Loyola University Chicago School of Law, JD 2023

“Soft on You, Softer on the Planet” declares an advertisement for the Icon-Impact Collection from UGG® which debuted this fall in a store near you. Touted as an innovative product with a positive impact on the environment, the newly introduced collection uses reclaimed wool, a sole made of sugarcane, and repurposed plastic from at least two recycled plastic bottles. It’s all part of the brand’s Feel Good initiative, and in partnership with One Tree Planted, UGG® promises to plant one tree for every pair of shoes bought at select UGG® stores and online. It’s also an example of “green marketing,” the practice of appealing to consumers’ preferences for sustainable and eco-friendly products, especially Millennial and Gen Z consumers who are willing to pay a little bit extra for their purchases.

As greater numbers of consumers and investors focus on the impact that their purchasing and investment decisions have on the environment, companies are responding by increasing the amount of information they communicate about their products’ environmental and sustainability benefits. But along with such additional information come some questionable and oftentimes misleading and hard-to-verify claims as well – what is known in the industry as “greenwashing.” The U.S. Federal Trade Commission (FTC) will be taking a look at these potentially deceptive marketing practices when it conducts its scheduled ten-year regulatory review of the Guides for the Use of Environmental Marketing Claims (Green Guides) next year. The Green Guides haven’t been updated since 2012, but with increasing concerns over climate change, carbon footprints and pollution, the time is ripe for the federal government to significantly overhaul its green regulations to keep pace with a changing marketplace.

The history of the Green Guides

Under Section 5 of the Federal Trade Commission Act, enacted in 1914, the FTC is charged with prohibiting “unfair or deceptive acts or practices in or affecting commerce” and promoting truth in advertising. After the FTC brought a series of enforcement actions in the 1970s and 1980s which challenged unsubstantiated claims about products being “biodegradable” and “ozone friendly,” it was decided that a comprehensive regulatory framework was needed. But in an effort to move quickly, the agency settled on issuing interpretive guidelines rather than legislative rules, and as a consequence, the Green Guides are “general statements of policy” and not binding regulations. The Green Guides do give companies valuable guidance regarding appropriate qualifications and disclaimers and the need for environmental claims to be supported by a reasonable basis, i.e. scientific evidence. Nevertheless, the regulatory review that will take place next year is an opportunity to put some teeth into the regulations by formalizing them as binding rules with the force of law. The FTC can accomplish this through a somewhat lengthy and cumbersome rulemaking process that would require advance notice and possibly extensive oral and written testimony. The FTC can also bypass some of the procedural rulemaking requirements if Congress passes a statute that expressly directs the agency to promulgate regulations. 
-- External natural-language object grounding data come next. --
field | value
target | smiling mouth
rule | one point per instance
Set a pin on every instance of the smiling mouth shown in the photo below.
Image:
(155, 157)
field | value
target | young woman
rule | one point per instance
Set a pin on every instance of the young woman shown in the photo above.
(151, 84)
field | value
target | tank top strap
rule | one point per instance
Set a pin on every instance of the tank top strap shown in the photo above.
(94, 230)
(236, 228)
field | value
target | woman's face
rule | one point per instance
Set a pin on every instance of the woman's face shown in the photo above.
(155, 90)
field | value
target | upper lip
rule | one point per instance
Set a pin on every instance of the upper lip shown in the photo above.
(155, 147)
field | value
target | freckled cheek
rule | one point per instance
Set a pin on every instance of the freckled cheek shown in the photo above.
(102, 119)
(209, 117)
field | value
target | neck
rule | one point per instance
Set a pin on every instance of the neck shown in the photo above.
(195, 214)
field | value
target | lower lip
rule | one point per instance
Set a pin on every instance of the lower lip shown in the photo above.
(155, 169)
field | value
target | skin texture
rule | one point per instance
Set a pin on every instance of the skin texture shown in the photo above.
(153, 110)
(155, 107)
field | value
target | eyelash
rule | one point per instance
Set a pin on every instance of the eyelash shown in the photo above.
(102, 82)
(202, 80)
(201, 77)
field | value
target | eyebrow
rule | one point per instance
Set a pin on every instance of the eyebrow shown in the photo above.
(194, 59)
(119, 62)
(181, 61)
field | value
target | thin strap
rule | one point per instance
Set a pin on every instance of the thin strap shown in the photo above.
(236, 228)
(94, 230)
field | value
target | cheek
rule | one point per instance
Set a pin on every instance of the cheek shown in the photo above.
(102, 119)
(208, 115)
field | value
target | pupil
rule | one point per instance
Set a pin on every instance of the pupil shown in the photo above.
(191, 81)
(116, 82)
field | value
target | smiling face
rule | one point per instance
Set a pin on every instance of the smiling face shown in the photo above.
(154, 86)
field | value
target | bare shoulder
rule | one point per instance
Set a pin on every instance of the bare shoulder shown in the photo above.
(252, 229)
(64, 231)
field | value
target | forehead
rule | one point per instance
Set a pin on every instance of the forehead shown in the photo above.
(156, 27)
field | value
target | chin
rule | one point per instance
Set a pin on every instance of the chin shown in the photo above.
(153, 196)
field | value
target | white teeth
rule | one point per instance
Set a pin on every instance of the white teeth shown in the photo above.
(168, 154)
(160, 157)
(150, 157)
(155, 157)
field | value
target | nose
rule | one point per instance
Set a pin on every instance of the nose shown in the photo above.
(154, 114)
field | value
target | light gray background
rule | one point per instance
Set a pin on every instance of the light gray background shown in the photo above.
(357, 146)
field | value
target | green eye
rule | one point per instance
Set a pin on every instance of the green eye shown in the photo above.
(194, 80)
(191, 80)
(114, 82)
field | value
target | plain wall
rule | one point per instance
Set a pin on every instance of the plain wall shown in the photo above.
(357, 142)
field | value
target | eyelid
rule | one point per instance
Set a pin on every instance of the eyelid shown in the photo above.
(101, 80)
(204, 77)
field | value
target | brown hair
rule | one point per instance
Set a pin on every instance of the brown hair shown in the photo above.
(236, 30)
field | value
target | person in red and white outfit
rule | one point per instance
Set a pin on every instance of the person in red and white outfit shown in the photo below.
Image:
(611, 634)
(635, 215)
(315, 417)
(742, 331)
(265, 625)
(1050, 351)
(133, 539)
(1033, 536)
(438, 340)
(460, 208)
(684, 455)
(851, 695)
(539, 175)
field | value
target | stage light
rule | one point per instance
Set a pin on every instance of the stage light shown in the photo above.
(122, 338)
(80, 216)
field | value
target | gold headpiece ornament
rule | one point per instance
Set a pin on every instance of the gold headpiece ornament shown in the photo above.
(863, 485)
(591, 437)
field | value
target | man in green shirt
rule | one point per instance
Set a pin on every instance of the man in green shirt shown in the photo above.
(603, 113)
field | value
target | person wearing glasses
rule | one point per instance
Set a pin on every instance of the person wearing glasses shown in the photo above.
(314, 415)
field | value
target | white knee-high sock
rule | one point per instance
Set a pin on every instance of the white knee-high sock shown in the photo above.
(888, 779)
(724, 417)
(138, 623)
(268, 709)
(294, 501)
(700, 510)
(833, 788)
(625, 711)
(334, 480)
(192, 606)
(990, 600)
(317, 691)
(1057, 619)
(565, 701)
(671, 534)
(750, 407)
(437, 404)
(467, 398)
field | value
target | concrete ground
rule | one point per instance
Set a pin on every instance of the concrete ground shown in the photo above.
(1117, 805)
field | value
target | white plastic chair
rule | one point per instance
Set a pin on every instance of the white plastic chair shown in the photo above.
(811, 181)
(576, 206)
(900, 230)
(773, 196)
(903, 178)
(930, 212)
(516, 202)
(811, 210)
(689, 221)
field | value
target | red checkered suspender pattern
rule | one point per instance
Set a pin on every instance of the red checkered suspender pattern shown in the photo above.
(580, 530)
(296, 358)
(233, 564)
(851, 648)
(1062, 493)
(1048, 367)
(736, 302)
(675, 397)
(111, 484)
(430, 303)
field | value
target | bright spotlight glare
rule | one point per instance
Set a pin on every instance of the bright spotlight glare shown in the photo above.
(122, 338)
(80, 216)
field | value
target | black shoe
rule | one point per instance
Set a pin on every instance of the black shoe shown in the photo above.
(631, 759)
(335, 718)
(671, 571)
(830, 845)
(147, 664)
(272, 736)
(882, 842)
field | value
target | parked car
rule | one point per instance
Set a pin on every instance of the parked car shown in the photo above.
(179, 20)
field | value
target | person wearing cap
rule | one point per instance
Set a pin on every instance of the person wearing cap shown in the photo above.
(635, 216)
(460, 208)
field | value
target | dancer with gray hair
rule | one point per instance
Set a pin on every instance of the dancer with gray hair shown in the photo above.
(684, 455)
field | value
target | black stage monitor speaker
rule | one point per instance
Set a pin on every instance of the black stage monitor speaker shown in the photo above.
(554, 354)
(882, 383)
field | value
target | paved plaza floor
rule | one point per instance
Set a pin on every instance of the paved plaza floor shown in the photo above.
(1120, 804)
Carbon offsets is a category suitable for clarification or change.

One area that would certainly benefit from increased regulatory standards and oversight is that of carbon offsets. Currently, the system that exists is a patchwork of informal markets and projects differing in quality and effectiveness. Private companies and nonprofits develop various programs, such as planting trees or restoring peatlands, which are designed to reduce carbon in the atmosphere, then calculate the amount of carbon allegedly reduced and issue credits. Third parties certify the credits and the programs themselves, and the credits are purchased by companies to reduce their carbon footprint or help meet their net-zero carbon emissions pledge. Unlike Europe, however, where the markets are regulated and mandatory, in the U.S. the marketplace is a morass of differing approaches and prices, making it difficult for consumers and investors to properly gauge just how effective the projects are in offsetting carbon emissions. Moreover, although the Green Guides recognize that companies will use third-party certifications, companies are still obligated to substantiate all claims by competent and reliable evidence, a difficult task given the largely unregulated nature of the carbon offset markets. In its press release, UGG® also claims that its newly designed Icon-Impact shoe is carbon-neutral, since it uses “low-impact materials with offsets for the small amount of emission they create.” A more robust regulatory framework under a revised set Green Guides would provide more certainty to consumers and companies alike in their efforts to evaluate and substantiate the truth of these types of environmental marketing claims.